This project is a comprehensive Telegram bot designed to aid users in IT-interview preparation. Leveraging advanced modular Retrieval-Augmented Generation (RAG) techniques, the bot generates relevant questions, creates full tests, and provides detailed reports based on user responses. The system is built for robustness, incorporating features like error handling retries and caching for seamless user experience.
Nazgul Salikhova, B22-AAI-02
- Generate Questions: Users can request questions on specific IT themes.
- Full Test Creation: The bot assembles a complete test based on selected tracks (e.g., Machine Learning, Frontend Development).
- Detailed Reports: Generates performance reports based on user answers, including scores and recommendations.
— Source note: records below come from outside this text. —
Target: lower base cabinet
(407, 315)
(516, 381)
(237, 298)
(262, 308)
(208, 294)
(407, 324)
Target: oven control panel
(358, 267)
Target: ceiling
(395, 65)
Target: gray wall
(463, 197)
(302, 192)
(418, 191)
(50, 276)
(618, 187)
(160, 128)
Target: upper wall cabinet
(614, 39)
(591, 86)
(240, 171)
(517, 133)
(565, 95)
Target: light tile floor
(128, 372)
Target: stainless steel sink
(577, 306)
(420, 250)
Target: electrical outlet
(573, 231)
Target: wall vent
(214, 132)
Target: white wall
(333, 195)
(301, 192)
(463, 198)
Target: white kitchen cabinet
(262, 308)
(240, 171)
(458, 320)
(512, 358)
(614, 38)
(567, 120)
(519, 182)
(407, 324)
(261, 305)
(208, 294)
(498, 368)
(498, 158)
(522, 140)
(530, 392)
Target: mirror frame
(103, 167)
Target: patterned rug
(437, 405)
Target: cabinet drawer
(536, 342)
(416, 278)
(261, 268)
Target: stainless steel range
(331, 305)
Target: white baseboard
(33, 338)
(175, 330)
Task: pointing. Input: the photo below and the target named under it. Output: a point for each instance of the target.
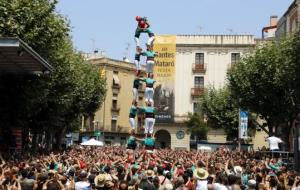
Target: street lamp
(297, 143)
(96, 123)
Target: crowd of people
(88, 168)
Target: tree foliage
(197, 126)
(267, 82)
(221, 110)
(51, 103)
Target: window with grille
(199, 58)
(113, 125)
(235, 58)
(196, 107)
(199, 82)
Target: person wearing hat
(251, 184)
(149, 113)
(149, 91)
(201, 176)
(149, 143)
(238, 171)
(83, 183)
(137, 59)
(150, 55)
(145, 184)
(143, 27)
(132, 114)
(100, 181)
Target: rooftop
(18, 57)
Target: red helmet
(142, 24)
(138, 18)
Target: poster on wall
(164, 74)
(243, 131)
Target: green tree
(222, 112)
(50, 103)
(267, 82)
(197, 126)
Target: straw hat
(200, 173)
(238, 170)
(149, 173)
(100, 180)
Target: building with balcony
(289, 22)
(202, 61)
(112, 118)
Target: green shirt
(149, 81)
(148, 109)
(149, 142)
(151, 54)
(133, 110)
(131, 140)
(136, 83)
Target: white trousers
(132, 123)
(149, 66)
(150, 40)
(137, 41)
(149, 94)
(149, 125)
(135, 94)
(137, 65)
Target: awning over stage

- Error Handling with Retries: Ensures stability by retrying operations up to 3 times if an error occurs.
- Caching: Speeds up response by storing generated questions.
- Automated Benchmark Testing: Enhances reliability through continuous testing.
The architecture employs modular RAG for handling data retrieval and response generation. The workflow includes:
- ChromaDB: Stores and retrieves semantic chunks of educational content.
- SQLite: Maintains a database of questions.
- Modules:
- Questions Retriever: Gathers relevant questions from the cache or database.
- Test Generator: Constructs comprehensive tests.
- Report Generator: Produces detailed feedback reports.
- RAG Manager: Manages interactions between components and handles error retries.
- Chat Bot Interface: Facilitates user interaction.
See system diagram for detailed workflow.
- Programming Language: Python
- Databases: ChromaDB, SQLite
- LLM Models: gemini-1.5-flash-latest, llama-3.1-70b-versatile
- Embedding Model: all-MiniLM-L6-v2
- Bot Framework: python-telegram-bot
- Prompt Engineering: Customized prompts for generating educational content.
- Modular RAG: Ensures efficient data retrieval and content generation.
- Semantic Chunking: Splits and indexes PDF content for better context.
- Error Handling Retry: Retries failed operations up to 3 times for reliability.
- Caching: Reduces redundant processing and accelerates responses.
- Automated Benchmark Testing: Validates the bot’s functionality continuously.
- Clone the repository:
git clone https://gitlab.pg.innopolis.university/llm-course/n.salikhova.git
- Go into week4 repo
cd final-project
- Set up virtual environment (recommended):
python -m venv venv source venv/bin/activate # On Windows use `venv\Scripts\activate`
- Install the required Python packages:
pip install -r requirements.txt
- Create a .env file in the root directory of your project with the following content:
TELEGRAM_TOKEN=your_telegram_bot_token GEMINI_API_KEY=your_gemini_api_key GROQ_API_KEY=your_groq_api_key
• For the TELEGRAM_TOKEN, contact @BotFather on Telegram to create a new bot and obtain the token.
• For the GEMINI_API_KEY, visit Google AI Studio to generate an API key.
• For the GROQ_API_KEY, visit qrogcloud to generate an API key.
- Run the script for local ChromaDB database in terminal:
chroma run --path ~/chromadb_data
- Start the bot by running the following command in another terminal:
python main.py
This project is licensed under the MIT License.